"I am no swashbuckler, yet I have met steel with steel: and methinks I had rather face your kinsmen's swords than your cruel tongue, lady. Why do you use me so?"

"Gerar-do, for no good reason, but because I am wayward, and shrewish, and curst, and because everybody admires me but you."

"I admire you too, signora. Your friends may flatter you more; but believe me they have not the eye to see half your charms. Their babble yesterday showed me that. None admire you more truly, or wish you better, than the poor artist, who might not be your lover, but hoped to be your friend: but no, I see that may not be between one so high as you, and one so low as I."

"Ay! but it shall, Gerardo," said the princess, eagerly. "I will not be so curst. Tell me now where abides thy Margaret; and I will give thee a present for her; and on that you and I will be friends."

"She is the daughter of a physician called Peter, and they bide at Sevenbergen; ah me shall I e'er see it again?"

"'Tis well. Now go." And she dismissed him somewhat abruptly.

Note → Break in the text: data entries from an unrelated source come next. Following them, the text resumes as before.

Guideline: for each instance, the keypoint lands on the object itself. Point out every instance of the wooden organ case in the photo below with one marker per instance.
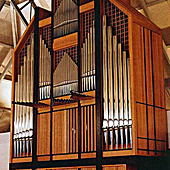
(88, 89)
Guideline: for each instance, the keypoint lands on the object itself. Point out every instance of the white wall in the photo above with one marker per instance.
(4, 150)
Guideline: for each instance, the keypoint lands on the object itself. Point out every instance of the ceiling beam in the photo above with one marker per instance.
(19, 13)
(43, 3)
(147, 13)
(145, 8)
(151, 4)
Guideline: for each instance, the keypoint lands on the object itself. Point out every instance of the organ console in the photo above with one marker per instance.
(75, 102)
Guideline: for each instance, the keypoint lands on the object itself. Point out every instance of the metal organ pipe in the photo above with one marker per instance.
(117, 123)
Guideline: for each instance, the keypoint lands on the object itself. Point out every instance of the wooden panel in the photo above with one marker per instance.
(43, 134)
(114, 167)
(141, 121)
(59, 132)
(66, 41)
(158, 70)
(88, 155)
(118, 153)
(142, 144)
(151, 122)
(43, 158)
(138, 63)
(161, 124)
(89, 168)
(161, 146)
(65, 157)
(148, 67)
(45, 22)
(20, 160)
(87, 7)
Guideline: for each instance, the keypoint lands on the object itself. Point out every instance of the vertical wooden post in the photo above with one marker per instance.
(79, 83)
(51, 91)
(35, 84)
(98, 63)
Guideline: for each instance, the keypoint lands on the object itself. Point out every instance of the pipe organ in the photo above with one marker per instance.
(117, 122)
(88, 90)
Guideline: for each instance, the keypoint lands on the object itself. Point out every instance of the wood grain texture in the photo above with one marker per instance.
(59, 132)
(66, 41)
(148, 67)
(44, 22)
(114, 167)
(87, 7)
(43, 134)
(141, 121)
(158, 71)
(138, 63)
(21, 160)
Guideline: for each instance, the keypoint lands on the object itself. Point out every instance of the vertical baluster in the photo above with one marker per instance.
(116, 114)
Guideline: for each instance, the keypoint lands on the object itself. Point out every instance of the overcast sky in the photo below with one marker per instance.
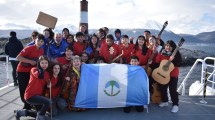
(184, 16)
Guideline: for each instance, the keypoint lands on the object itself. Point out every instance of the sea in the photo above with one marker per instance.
(195, 75)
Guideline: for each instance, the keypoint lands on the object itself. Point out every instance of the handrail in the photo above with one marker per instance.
(7, 67)
(203, 70)
(187, 76)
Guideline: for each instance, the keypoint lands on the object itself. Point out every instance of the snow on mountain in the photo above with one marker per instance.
(152, 24)
(25, 31)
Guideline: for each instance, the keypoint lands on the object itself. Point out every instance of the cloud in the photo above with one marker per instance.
(184, 16)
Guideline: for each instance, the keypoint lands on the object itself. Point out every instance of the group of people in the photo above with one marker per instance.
(49, 67)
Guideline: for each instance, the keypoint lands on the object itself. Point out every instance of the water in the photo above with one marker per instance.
(196, 74)
(206, 47)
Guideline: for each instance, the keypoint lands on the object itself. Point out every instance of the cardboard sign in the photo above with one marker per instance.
(46, 20)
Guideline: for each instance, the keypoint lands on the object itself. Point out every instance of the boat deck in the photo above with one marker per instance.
(189, 109)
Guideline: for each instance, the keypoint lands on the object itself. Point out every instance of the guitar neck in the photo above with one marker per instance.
(150, 59)
(159, 34)
(173, 54)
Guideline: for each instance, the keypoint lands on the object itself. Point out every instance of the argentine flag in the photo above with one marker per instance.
(112, 85)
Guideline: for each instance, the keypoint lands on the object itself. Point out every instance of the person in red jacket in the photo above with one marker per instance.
(27, 58)
(79, 46)
(166, 54)
(56, 78)
(39, 79)
(127, 48)
(141, 50)
(110, 50)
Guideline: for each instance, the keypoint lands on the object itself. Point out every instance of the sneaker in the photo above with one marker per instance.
(127, 109)
(19, 113)
(15, 84)
(139, 108)
(163, 104)
(174, 109)
(40, 117)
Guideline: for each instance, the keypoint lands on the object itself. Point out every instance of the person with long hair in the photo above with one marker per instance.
(70, 87)
(166, 54)
(39, 79)
(141, 50)
(27, 57)
(56, 79)
(127, 49)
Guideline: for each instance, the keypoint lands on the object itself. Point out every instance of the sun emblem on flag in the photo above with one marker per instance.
(112, 88)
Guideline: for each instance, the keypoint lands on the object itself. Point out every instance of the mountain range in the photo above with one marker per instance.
(153, 26)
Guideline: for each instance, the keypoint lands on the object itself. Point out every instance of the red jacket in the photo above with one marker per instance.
(143, 59)
(104, 52)
(36, 86)
(29, 52)
(55, 90)
(127, 52)
(79, 48)
(174, 72)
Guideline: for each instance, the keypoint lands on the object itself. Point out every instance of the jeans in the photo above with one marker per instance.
(172, 90)
(14, 66)
(23, 79)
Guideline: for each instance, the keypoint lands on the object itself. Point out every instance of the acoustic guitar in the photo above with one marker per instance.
(156, 96)
(162, 73)
(146, 67)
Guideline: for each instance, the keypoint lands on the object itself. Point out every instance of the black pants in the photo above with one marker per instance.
(23, 79)
(40, 100)
(172, 89)
(14, 66)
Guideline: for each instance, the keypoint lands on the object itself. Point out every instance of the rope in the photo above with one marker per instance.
(50, 90)
(205, 83)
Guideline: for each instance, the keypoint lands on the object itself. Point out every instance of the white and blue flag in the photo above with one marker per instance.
(112, 85)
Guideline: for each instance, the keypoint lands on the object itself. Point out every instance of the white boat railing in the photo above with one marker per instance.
(205, 67)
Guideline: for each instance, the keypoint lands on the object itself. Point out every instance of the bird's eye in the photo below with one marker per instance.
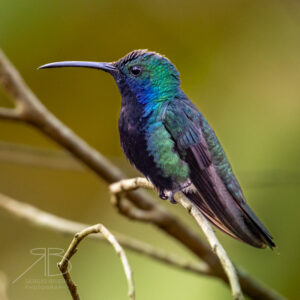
(135, 70)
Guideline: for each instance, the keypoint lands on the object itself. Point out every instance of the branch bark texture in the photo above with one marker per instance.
(29, 109)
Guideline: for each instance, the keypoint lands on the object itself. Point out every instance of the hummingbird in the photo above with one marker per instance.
(166, 137)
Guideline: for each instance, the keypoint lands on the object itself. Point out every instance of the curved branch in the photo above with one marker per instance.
(45, 220)
(34, 113)
(98, 228)
(131, 184)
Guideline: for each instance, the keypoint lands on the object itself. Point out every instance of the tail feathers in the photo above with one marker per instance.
(239, 222)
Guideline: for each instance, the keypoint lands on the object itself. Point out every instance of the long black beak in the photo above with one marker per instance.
(107, 67)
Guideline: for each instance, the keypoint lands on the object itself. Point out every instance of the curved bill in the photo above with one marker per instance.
(107, 67)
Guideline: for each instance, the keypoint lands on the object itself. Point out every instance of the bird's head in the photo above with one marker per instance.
(149, 76)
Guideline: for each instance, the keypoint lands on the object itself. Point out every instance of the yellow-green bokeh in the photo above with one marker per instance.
(239, 62)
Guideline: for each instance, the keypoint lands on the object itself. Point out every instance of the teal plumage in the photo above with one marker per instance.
(165, 137)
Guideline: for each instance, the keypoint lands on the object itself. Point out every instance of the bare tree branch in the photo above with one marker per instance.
(132, 184)
(99, 228)
(9, 114)
(3, 286)
(33, 112)
(45, 220)
(214, 244)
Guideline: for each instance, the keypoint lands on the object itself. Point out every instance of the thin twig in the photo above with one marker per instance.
(31, 111)
(214, 244)
(98, 228)
(45, 220)
(131, 184)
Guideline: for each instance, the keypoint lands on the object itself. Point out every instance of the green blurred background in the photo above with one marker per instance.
(239, 62)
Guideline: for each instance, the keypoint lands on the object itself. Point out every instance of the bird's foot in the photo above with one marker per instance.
(162, 195)
(179, 189)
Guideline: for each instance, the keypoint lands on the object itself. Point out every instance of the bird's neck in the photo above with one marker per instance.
(152, 99)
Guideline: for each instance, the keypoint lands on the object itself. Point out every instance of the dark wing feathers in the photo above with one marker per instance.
(221, 201)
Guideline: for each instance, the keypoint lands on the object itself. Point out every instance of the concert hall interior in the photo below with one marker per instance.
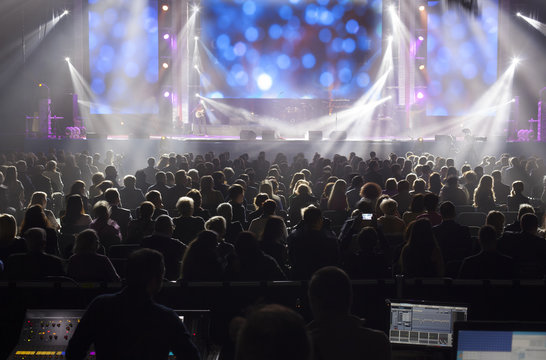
(272, 179)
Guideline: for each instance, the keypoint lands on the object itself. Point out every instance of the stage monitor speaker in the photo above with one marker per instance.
(315, 135)
(247, 135)
(96, 136)
(268, 135)
(338, 135)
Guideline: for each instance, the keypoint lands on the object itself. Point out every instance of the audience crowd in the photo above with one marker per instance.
(215, 218)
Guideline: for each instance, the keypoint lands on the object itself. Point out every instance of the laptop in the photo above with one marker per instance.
(476, 340)
(424, 324)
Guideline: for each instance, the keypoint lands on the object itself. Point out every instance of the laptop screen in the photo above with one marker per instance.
(506, 342)
(424, 324)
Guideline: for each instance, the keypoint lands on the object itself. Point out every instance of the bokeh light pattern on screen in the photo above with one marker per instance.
(123, 56)
(462, 57)
(290, 49)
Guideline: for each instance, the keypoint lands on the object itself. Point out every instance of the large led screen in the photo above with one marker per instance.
(298, 49)
(462, 56)
(123, 56)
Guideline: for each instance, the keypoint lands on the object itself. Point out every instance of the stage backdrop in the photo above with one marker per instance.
(296, 49)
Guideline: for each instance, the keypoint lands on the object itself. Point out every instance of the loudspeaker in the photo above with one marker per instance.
(268, 135)
(247, 135)
(95, 136)
(315, 135)
(338, 135)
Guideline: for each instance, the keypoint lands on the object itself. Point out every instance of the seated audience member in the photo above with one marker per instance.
(197, 209)
(453, 239)
(9, 242)
(120, 215)
(273, 332)
(273, 240)
(403, 197)
(495, 219)
(453, 193)
(370, 192)
(516, 197)
(368, 262)
(484, 196)
(311, 246)
(489, 263)
(233, 228)
(431, 206)
(337, 200)
(303, 198)
(106, 228)
(224, 249)
(335, 332)
(172, 249)
(164, 331)
(54, 176)
(160, 184)
(353, 194)
(250, 263)
(186, 225)
(257, 225)
(86, 264)
(515, 226)
(527, 249)
(143, 226)
(421, 256)
(155, 198)
(211, 198)
(501, 190)
(35, 264)
(416, 208)
(236, 195)
(178, 190)
(390, 223)
(36, 218)
(131, 196)
(74, 219)
(259, 201)
(40, 198)
(200, 261)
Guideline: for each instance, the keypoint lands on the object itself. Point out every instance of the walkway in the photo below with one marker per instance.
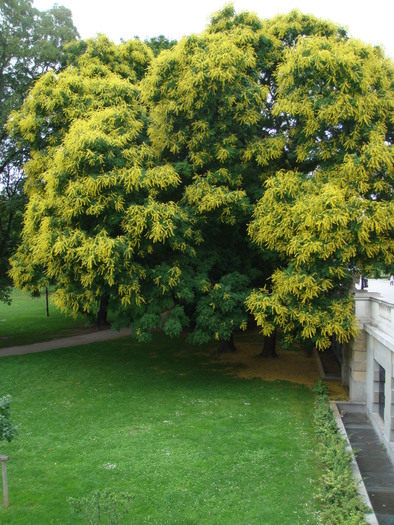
(374, 464)
(77, 340)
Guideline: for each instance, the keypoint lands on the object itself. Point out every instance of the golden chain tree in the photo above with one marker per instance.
(96, 223)
(329, 213)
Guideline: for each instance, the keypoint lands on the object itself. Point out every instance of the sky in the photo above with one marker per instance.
(369, 20)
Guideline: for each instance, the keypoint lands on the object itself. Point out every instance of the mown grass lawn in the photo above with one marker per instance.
(164, 422)
(25, 321)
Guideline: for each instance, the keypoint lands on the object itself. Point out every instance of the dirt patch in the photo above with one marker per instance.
(294, 366)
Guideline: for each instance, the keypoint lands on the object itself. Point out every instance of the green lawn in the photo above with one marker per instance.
(25, 321)
(164, 422)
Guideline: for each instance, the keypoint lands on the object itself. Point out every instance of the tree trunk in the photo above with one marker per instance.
(269, 347)
(47, 299)
(227, 346)
(102, 320)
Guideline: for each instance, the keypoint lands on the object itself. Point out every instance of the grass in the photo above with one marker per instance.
(191, 442)
(25, 321)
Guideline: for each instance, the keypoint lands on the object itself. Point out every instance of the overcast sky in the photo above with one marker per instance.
(370, 20)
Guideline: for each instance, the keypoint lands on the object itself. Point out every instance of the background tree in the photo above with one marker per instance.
(159, 43)
(329, 213)
(31, 43)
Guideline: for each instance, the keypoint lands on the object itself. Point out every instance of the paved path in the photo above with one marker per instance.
(374, 463)
(84, 339)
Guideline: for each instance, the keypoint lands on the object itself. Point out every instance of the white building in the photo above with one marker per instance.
(368, 365)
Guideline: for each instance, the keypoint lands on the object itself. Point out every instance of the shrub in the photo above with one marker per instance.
(338, 496)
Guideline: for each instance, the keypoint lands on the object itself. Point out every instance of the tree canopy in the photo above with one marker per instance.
(31, 43)
(246, 170)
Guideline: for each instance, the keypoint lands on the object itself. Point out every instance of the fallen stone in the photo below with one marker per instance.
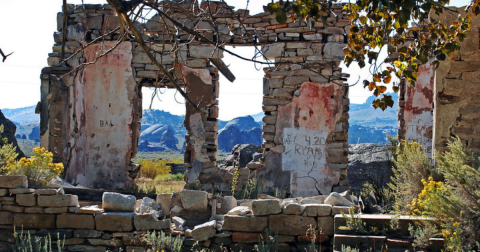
(57, 200)
(26, 199)
(83, 233)
(245, 224)
(116, 202)
(240, 210)
(34, 221)
(294, 209)
(116, 222)
(194, 200)
(291, 224)
(13, 181)
(228, 203)
(148, 222)
(204, 231)
(335, 199)
(266, 207)
(75, 221)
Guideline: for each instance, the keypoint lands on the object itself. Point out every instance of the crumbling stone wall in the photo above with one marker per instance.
(416, 107)
(457, 94)
(304, 96)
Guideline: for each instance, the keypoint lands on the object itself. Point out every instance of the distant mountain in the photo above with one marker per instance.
(365, 115)
(21, 115)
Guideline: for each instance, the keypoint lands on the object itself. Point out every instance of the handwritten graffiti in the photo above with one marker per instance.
(105, 123)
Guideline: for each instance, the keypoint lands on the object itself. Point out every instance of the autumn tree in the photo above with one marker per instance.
(414, 31)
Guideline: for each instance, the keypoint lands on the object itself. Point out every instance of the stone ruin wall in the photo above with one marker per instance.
(443, 103)
(90, 118)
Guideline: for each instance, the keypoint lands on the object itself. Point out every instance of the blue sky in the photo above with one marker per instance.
(29, 34)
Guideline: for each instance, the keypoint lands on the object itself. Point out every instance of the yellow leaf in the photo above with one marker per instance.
(382, 89)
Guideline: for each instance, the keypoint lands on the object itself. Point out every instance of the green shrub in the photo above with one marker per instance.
(39, 168)
(162, 242)
(7, 152)
(411, 165)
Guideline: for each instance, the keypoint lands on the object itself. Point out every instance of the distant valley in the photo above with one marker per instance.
(162, 131)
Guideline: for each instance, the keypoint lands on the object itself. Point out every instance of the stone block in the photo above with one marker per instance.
(273, 50)
(204, 231)
(294, 209)
(75, 221)
(116, 222)
(34, 221)
(34, 210)
(6, 218)
(247, 237)
(326, 225)
(56, 210)
(57, 200)
(244, 224)
(89, 248)
(26, 199)
(334, 51)
(291, 224)
(13, 181)
(266, 207)
(117, 202)
(148, 222)
(12, 208)
(109, 243)
(85, 233)
(205, 52)
(194, 200)
(335, 199)
(21, 190)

Poor Gerard. He began to wade in deep waters when he encountered this Italian princess; callida et calida solis filia. He resolved to go no more when once he had finished her likeness. Indeed he now regretted having undertaken so long and laborious a task.

This resolution was shaken for a moment by his next reception, which was all gentleness and kindness.

After standing to him some time in her toga, she said she was fatigued, and wanted his assistance in another way: would he teach her to draw a little? He sat down beside her, and taught her to make easy lines. He found her wonderfully apt. He said so.

"I had a teacher before thee, Gerar-do. Ay, and one as handsome as thyself." She then went to a drawer, and brought out several heads drawn with a complete ignorance of the art, but with great patience and natural talent. They were all heads of Gerard, and full of spirit: and really not unlike. One was his very image.